Cancer Was A Gift
My name is Eric Farlow and I am a survivor of AML Leukemia. I have been in remission for 10 years. I was diagnosed the day before my twelfth birthday, and it has forever changed me and helped shape who I am today. I now see it as a gift that I did not want at the time and that I would never wish upon anyone, but has taught me valuable lessons about life and about myself.

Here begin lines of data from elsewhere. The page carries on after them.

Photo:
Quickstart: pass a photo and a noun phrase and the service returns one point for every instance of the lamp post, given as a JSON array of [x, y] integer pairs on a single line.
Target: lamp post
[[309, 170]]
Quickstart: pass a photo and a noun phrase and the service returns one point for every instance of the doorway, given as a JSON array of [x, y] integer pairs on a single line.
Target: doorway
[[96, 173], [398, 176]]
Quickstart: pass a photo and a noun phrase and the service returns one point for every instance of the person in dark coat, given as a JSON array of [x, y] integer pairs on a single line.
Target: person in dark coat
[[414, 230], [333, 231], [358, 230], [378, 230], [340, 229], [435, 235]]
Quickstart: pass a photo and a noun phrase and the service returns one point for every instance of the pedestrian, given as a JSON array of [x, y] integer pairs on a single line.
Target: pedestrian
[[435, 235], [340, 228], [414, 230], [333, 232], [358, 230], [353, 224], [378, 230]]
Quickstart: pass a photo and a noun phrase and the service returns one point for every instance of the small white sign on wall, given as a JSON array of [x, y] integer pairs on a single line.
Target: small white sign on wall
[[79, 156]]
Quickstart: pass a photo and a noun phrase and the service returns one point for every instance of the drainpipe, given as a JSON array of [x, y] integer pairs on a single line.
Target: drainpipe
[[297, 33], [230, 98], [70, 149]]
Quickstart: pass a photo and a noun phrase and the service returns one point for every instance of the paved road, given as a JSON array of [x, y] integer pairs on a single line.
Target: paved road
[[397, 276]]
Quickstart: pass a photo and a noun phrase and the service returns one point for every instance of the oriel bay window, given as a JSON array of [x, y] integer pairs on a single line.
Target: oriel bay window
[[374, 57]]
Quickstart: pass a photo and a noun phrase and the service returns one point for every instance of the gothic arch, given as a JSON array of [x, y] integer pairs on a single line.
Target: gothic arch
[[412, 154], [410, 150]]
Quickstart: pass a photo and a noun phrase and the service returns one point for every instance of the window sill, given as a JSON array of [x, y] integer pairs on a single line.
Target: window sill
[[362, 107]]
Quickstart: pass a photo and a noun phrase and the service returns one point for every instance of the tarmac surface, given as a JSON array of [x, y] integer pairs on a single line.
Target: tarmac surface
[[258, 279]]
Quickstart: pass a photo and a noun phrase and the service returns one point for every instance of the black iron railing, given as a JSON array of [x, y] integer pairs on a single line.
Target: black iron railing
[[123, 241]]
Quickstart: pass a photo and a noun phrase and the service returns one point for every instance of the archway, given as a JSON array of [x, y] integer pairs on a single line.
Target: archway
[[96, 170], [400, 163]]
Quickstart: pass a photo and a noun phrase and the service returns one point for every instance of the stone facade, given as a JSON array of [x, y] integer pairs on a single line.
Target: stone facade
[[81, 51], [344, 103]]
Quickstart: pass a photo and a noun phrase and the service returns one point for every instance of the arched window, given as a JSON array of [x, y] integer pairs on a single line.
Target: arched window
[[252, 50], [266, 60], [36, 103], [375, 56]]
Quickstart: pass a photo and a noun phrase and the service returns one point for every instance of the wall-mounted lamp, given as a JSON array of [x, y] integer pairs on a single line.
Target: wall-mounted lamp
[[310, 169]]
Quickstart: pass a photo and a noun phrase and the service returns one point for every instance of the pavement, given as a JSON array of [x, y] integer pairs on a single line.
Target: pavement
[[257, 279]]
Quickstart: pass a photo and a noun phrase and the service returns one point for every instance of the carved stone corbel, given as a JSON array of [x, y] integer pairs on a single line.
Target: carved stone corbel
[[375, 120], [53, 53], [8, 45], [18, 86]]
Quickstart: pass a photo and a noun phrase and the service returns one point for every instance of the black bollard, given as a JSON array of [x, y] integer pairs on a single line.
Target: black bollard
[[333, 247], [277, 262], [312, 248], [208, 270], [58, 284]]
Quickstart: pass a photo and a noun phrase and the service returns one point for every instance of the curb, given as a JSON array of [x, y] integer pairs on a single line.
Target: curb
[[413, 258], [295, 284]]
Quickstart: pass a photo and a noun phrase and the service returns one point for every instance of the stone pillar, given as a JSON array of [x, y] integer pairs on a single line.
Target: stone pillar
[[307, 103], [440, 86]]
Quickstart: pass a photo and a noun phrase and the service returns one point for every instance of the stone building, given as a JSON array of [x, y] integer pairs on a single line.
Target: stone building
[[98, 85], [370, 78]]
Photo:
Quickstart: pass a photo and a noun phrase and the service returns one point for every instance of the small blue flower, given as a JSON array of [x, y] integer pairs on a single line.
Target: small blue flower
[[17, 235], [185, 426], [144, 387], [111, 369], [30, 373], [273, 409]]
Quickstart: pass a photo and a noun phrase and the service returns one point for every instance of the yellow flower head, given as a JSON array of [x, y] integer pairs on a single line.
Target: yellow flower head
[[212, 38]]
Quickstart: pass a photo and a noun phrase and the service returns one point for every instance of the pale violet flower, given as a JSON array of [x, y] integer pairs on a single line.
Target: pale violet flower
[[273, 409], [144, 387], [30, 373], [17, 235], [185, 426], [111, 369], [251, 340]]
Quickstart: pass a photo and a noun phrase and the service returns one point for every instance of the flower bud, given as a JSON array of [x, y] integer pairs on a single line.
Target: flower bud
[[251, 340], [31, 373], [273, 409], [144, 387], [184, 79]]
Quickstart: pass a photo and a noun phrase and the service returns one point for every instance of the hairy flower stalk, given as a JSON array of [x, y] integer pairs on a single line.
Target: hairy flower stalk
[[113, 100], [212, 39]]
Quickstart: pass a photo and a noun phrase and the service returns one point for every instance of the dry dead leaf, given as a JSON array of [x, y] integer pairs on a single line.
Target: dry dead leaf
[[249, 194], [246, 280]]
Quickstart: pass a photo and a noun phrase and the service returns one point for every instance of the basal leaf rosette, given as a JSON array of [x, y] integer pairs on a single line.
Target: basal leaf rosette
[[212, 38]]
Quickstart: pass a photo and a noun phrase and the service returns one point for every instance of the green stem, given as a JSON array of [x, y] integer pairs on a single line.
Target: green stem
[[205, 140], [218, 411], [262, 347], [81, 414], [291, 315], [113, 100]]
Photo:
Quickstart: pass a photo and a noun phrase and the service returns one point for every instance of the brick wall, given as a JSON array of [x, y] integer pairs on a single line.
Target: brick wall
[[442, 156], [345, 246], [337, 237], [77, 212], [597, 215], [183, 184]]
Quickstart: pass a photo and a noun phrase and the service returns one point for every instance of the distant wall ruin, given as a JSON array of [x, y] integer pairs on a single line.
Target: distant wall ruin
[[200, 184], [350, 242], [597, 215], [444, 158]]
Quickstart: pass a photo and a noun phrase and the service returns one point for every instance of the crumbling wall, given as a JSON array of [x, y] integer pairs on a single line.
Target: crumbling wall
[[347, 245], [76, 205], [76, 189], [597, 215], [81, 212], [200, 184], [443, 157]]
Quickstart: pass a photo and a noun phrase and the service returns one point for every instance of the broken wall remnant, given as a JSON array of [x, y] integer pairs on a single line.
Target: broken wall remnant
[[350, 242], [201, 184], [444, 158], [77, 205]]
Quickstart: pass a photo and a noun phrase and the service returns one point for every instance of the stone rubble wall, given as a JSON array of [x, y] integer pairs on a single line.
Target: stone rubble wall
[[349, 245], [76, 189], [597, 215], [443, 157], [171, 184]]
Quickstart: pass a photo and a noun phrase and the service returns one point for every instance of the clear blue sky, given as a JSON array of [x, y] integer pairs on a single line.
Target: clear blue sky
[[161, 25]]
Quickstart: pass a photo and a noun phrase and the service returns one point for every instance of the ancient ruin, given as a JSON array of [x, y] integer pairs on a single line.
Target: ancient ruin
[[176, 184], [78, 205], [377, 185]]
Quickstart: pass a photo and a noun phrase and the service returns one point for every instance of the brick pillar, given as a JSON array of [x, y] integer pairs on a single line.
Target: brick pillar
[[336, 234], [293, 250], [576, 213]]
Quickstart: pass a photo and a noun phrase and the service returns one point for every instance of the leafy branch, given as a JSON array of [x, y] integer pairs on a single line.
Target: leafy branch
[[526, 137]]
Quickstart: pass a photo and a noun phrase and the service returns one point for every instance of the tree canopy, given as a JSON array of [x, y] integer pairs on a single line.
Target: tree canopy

I learned that your life is 10% what happens to you, and 90% your attitude. I learned a lot about death because there were constantly kids that I would meet who were going through my same situation and would end up passing away. This helped me form a very unique perspective on death that has really helped me, in turn, understand life. Realizing that my friends are dying and that I could just as easily follow showed me that I was mortal than ever. It was a morbid feeling watching how children my age would just come and go. One day they would be in front of me and be alive and smiling and then the next day be completely nonexistent and then buried. Sometimes I would ask where someone was and why I hadn’t seen them in a few days and sometimes it was because they were discharged and I was in chemo or asleep when they left. I would never see them again, but knowing that they made it out alive was comforting. However, the nurses and doctors would always give me very roundabout answers when I would ask where friends Mo or Ralph was. They didn’t want to tell me that they died, in fear of discouraging me or sending me into depression. This really drilled the concept into me that people will come and go in my life.
Sometimes because they have died, and sometimes because their time in my life has come to an end and that is just as beautiful as the fact that they came into that. That concept transitions perfectly onto another lesson I learned that may just be me, and maybe nobody will understand it, but whatever. I also learned that happiness and sadness are equals. Happiness sends endorphin hormones that tell our body that “happy is good” and Sadness releases stress hormones that says, “Sad is bad”. We need light just like we need dark. We don’t appreciate sunny days very much unless we have rainy days. I am thankful for the low lows because they have given me higher peaks of joy and gratitude for my life today.